The U.S. trade deficit for the month of January surprised economists by increasing more than expected in a sign that the economy continues to be strong.

The trade deficit in goods and services rose by $3.3 billion or 5.1%, to $67.4 billion in January, according to Thursday’s report released by the Bureau of Economic Analysis. In comparison to January 2023, the deficit decreased $2.9 billion, or 4.1% from $70.3 billion.

Exports increased 0.1% to $257.2 billion in January and imports increased by 1.1% to $324.6 billion. 

The increase in the trade deficit can be attributed to companies rebuilding inventory, said Christopher Low, Chief Economist at FHN Financial. 

As companies focus on rebuilding inventories, this tends to boost imports which was reflected in an increase of $3.1 billion to $263.4 billion in January, for the imports of goods. 

“If consumption is being met by foreign production rather than domestic, it does imply that growth is a little weaker as a result” said Low.

The report showed a shift in trading patterns as imports from Japan and Taiwan rose while the deficit with Mexico decreased and there was no substantial growth in the deficit with China.

“We’re seeing an increase in imports from places other than our two biggest trade partners,” said Low. 

The exports of goods to Japan and Vietnam also increased. Overall, exports for the month of January rose by $0.2 billion to $171.8 billion. The recent lifting of tariffs of U.S. products overseas has contributed to recent growth. 
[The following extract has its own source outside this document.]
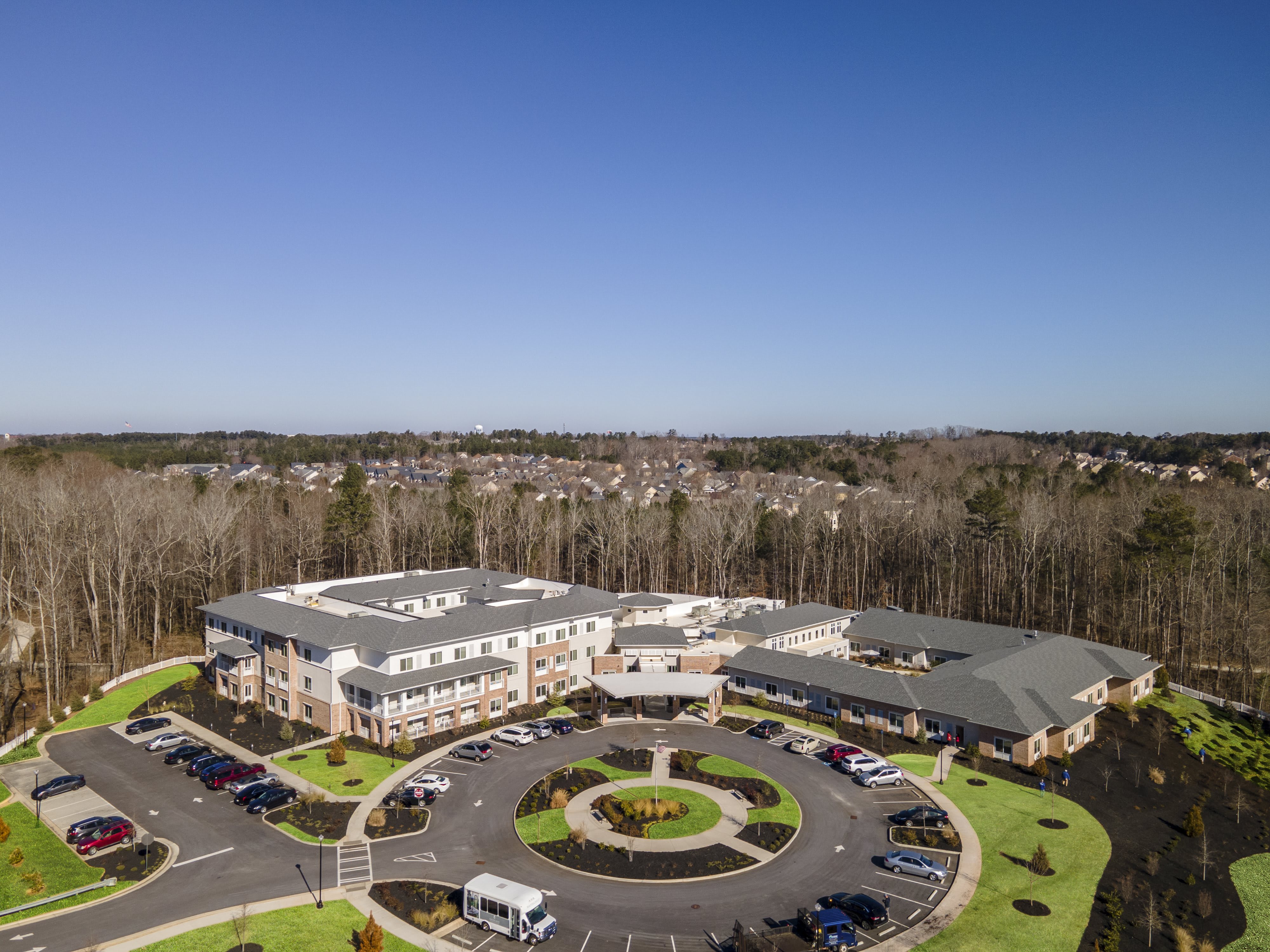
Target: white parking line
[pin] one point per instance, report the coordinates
(184, 863)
According to the Office of the United States Trade Representative, in June 2023, India lessened tariffs on certain U.S. products, positively impacting the apple sector.  

Ever since, apple exports from Washington state have gone up. For Chelan Fresh, this meant an increase in sales by approximately 6,000%, said Bryan Peebles, export sales director. Additionally,for this company, apple shipments were higher this January over the previous year. 
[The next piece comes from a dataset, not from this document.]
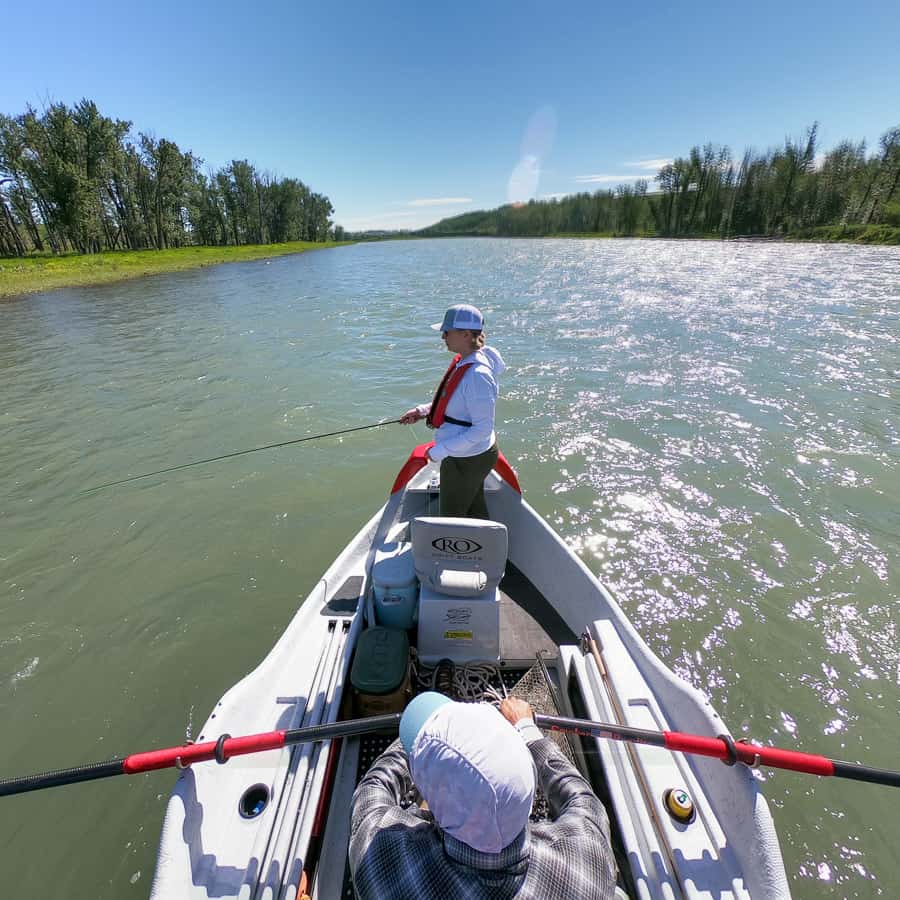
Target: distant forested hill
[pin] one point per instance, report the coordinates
(789, 191)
Another reason for the increase in the trade deficit was the surge in Americans heading abroad for vacations, according to Low. 

An unseen increase in the exports of services, especially in the travel industry by $0.1 billion, which interfered with economists’ forecasts.
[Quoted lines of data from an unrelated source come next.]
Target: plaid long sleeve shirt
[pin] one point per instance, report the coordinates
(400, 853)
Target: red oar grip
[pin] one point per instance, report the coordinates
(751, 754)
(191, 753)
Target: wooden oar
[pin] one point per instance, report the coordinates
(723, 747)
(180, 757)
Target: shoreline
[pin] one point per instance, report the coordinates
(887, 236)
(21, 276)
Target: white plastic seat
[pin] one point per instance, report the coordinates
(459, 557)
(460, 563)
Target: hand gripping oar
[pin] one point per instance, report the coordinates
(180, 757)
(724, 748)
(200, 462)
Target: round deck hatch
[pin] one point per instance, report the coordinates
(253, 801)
With airfare costs stable, Americans are expected to keep traveling elsewhere during the heavy summer vacation months. 

The increase in the trade deficit will reduce gross national product for the first quarter. 

This is in accordance with the revised GDP figures for the fourth quarter of 2023, as it reported an increase in disposable personal income by 4.0%, or $202.5 billion. 

For the month of January, the trade gap widened as demand was sufficed overseas, said Stan Shipley, Senior Management Director of Evercore ISI.

“It looks like the economy is slowing here, trade had added to growth, it is no longer adding to growth,” as demand slows down in the next couple of months, said Shipley.

Once again, the report proves the U.S. continues to have a healthy economy and consumer spending remains steady.